Finally! A Set of Books That Both The Prom and Drag Queen Can Get Excited About.

What’s ugly to you? Shrek? Virginia Tech’s school colors? Your Wife? Pedophilia? Alex Trebek? We can all argue about the things that we find ugly from architecture to pop-music to Kraft macaroni and cheese. Lucky for us, though, Italian novelist/philosopher Umberto Eco has simmered and reduced this idea of ugliness into one concise volume. You can find this hardbound piece in the art section of your bookstore but it’s so much more: philosophy, sociology, history, and popular culture are only a few.
It begins with the question of ugliness in the classical world and our stereotyped image of the Greek world. “…the status of Aphrodite or Apollo that, thanks to the whiteness of the marble, portray an idealized beauty. However, ugliness exists, therefore, only in the sensible order as an aspect of the imperfection of the physical universe compared to the ideal world.” So basically, what we see in the idealized, romanticized statues in our museums, show not the imperfections and disorder of the physical world. Take a look at that Elle magazine again. Look at the photographs (male or female) and try to find a blemish, wrinkle, fat fold, hair out of place—basically try to find someone that looks like you that’s not on an advertisement page for Lane Bryant. We find imperfection ugly; in other words: ourselves (unless of course, you’re a model, then no worries).

History of Beauty
Umberto Eco
Rizzoli (2004)
The companion piece to Ugliness looks at beauty historically, as does Ugly, and tries to focus on what makes something beautiful to the masses. Initially, Eco looks at beauty in art, as in Giorgione’s Sleeping Venus from 1509. A zaftig Venus lays languidly, a thing of beauty in the sixteenth century but juxtapose that with, say, Kate Moss today, or, for the non-drug enthusiast, Eva Longoria. These women, in comparison, are probably one sixteenth the size and have distinct “beautiful” features, like: high cheekbones and wrists thin enough to slip an onion ring on—lord knows they won’t eat it. Chapter III, entitled “Beauty as Proportion and Harmony, Numbers and Music” discusses the attractiveness of numbers. How is the number 5 beautiful? “…because 5 is a number full of arcane correspondences and the pentad is an entity that symbolizes mystical and aesthetic perfection. Five is a circular number that, when multiplied, continually comes round to itself (5x5=25x5=125x=625, etc)” Cosmic harmony.

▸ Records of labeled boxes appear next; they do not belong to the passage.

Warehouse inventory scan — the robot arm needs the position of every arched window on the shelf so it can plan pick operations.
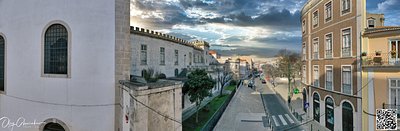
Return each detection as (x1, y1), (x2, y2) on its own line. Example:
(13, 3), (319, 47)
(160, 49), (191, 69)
(175, 69), (179, 77)
(302, 89), (307, 112)
(342, 102), (353, 131)
(44, 24), (68, 74)
(43, 123), (65, 131)
(0, 35), (5, 91)
(325, 97), (335, 131)
(313, 93), (320, 122)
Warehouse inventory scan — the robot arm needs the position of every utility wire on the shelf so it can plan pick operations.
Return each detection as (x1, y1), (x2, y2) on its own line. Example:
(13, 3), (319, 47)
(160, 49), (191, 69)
(2, 94), (122, 107)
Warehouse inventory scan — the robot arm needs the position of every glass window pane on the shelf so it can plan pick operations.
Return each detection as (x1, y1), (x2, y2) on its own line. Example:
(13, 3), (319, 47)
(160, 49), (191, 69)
(390, 80), (396, 87)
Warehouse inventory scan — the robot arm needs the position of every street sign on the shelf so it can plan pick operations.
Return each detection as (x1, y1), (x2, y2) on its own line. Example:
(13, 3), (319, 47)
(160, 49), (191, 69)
(304, 103), (310, 108)
(294, 88), (299, 94)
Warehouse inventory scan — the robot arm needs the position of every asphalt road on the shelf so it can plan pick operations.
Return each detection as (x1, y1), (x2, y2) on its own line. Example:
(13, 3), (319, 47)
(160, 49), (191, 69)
(254, 78), (305, 131)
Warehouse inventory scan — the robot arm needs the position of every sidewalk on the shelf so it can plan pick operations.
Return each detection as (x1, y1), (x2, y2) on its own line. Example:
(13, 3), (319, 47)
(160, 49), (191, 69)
(214, 81), (270, 131)
(267, 78), (329, 131)
(182, 83), (232, 121)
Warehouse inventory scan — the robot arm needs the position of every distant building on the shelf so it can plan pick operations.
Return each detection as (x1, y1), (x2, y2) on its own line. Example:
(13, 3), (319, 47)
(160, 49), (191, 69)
(361, 12), (400, 130)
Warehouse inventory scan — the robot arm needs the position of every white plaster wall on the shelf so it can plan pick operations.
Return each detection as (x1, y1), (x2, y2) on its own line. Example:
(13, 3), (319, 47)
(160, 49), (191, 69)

Most interesting, though, is the chapter on “The Beauty of Media” and how consumption and pop art have homogenizing our idea of beauty and art in general. “When pop art took over and began to turn out provocative experimental works based on images from the world of commerce, industry, and media…the art of provocation and the art of consumption grew narrower.” Thank you Andy Warhol, you asshole, how’s that tomato soup taste in hell, jackass?